In Defense of Paul Ryan

Would you believe this guy is a Republican?

Would you believe this guy is a Republican?

I can’t believe I’m really doing this.  Maybe instead of calling it a defense Paul Ryan, I can call it a defense of reasoned debate.  Awe, who am I kidding?  Today, I’m defending Paul Ryan.

From Time:

Wisconsin Republican Rep.

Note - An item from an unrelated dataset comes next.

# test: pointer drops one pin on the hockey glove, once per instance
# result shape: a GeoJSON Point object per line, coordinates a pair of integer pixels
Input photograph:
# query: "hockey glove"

Paul Ryan said Tuesday night that one of the main conditions under which he’d be willing to serve as House Speaker is that he continue to be able to spend time with his wife and three young children. “I cannot and will not give up my family time,” he said, “Janna and I have children who are in the formative, foundational years of their lives.”

But Ryan’s line in the sand drew attention Wednesday to his numerous votes against measures to ensure Americans can spend needed time with their families, and prompted charges of hypocrisy from his critics in the liberal blogosphere. “Paul Ryan Wants To Preserve His Work/Family Balance While Making It Harder For Poor Parents,”blared a headline on the liberal site ThinkProgress. “Paul Ryan, Opponent Of Paid Family Leave, Demands Congress Respect His Need For Family Time,”the feminist blog Jezebel said.

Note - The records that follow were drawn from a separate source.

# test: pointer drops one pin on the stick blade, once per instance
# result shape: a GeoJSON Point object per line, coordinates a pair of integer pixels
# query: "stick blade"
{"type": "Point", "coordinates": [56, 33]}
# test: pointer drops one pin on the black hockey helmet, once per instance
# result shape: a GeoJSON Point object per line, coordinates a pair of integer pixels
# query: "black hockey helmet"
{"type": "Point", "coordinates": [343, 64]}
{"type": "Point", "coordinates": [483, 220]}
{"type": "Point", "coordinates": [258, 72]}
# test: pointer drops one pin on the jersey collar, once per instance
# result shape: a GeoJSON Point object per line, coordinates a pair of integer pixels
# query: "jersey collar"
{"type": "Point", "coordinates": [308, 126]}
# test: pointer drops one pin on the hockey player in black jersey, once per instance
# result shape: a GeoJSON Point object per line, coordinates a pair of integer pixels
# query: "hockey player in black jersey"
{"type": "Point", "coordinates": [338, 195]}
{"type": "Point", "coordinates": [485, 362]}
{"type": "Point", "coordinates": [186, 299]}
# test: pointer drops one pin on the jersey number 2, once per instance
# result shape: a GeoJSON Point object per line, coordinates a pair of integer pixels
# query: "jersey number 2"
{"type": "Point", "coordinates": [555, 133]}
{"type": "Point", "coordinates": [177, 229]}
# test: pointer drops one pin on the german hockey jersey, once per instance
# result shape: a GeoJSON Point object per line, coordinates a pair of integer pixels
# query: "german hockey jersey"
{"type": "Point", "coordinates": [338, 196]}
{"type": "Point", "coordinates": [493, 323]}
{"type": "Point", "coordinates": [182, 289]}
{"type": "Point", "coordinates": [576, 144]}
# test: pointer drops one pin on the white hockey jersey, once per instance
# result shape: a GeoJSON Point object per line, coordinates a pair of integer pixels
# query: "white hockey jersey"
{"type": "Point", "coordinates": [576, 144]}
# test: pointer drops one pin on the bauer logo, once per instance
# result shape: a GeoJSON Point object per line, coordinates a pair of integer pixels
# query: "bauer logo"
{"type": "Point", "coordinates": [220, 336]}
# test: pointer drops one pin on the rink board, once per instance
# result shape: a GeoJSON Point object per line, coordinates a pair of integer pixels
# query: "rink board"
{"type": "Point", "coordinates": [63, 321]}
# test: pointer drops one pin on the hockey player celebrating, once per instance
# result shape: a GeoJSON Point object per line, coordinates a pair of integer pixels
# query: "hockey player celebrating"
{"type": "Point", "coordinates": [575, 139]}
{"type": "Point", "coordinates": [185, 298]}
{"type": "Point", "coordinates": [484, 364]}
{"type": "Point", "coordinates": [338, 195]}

My issue with this, and the reason I must defend Paul Ryan (in this particular case), is that Ryan’s statements today are not at all inconsistent with his opposition to family leave legislation.  This is really pretty simple: a person can ask for something as a condition of accepting a job without thinking that they (or anyone else) should be entitled to it.

Ryan was not saying that the Speaker of the House has a right to have family time.  He was saying that he will only accept the job as Speaker if he can still spend time with his family, and he acknowledged that this might disqualify him as a candidate.  If House Republicans demand a Speaker who works weekends they’re free to reject Ryan and go with some other white guy, and he seemed to welcome that outcome if his requirements were found to be unrealistic.  This is a far cry from what the legislation that Ryan has opposed would mandate.

So what’s the point here?  Is my defense of Paul Ryan an endorsement of his position on family leave?  Actually, it’s an indictment of the type of reasoning that would reach that conclusion.

This isn’t about Paul Ryan as a politician or family leave as an issue.  It’s about how the Left is just as responsible as the Right for the erosion of fair and intelligent political discourse.  Both ends of the political spectrum are ready and willing to misrepresent the positions of those they disagree with in an effort to paint them in a negative light.

And pointing out a particular politician’s hypocrisy does nothing to substantiate any particular viewpoint.  Even if Paul Ryan is a hypocrite, does that say anything about the merits of family leave legislation?  In a legitimate debate you must attack the position, not the person who holds it.

Attacks like this are part of the reason that a lot of capable, intelligent, honest people shy away from a life in government.  Who would want to subject themselves to such unfair scrutiny and mischaracterization?  So in the end we’re stuck with politicians like Paul Ryan.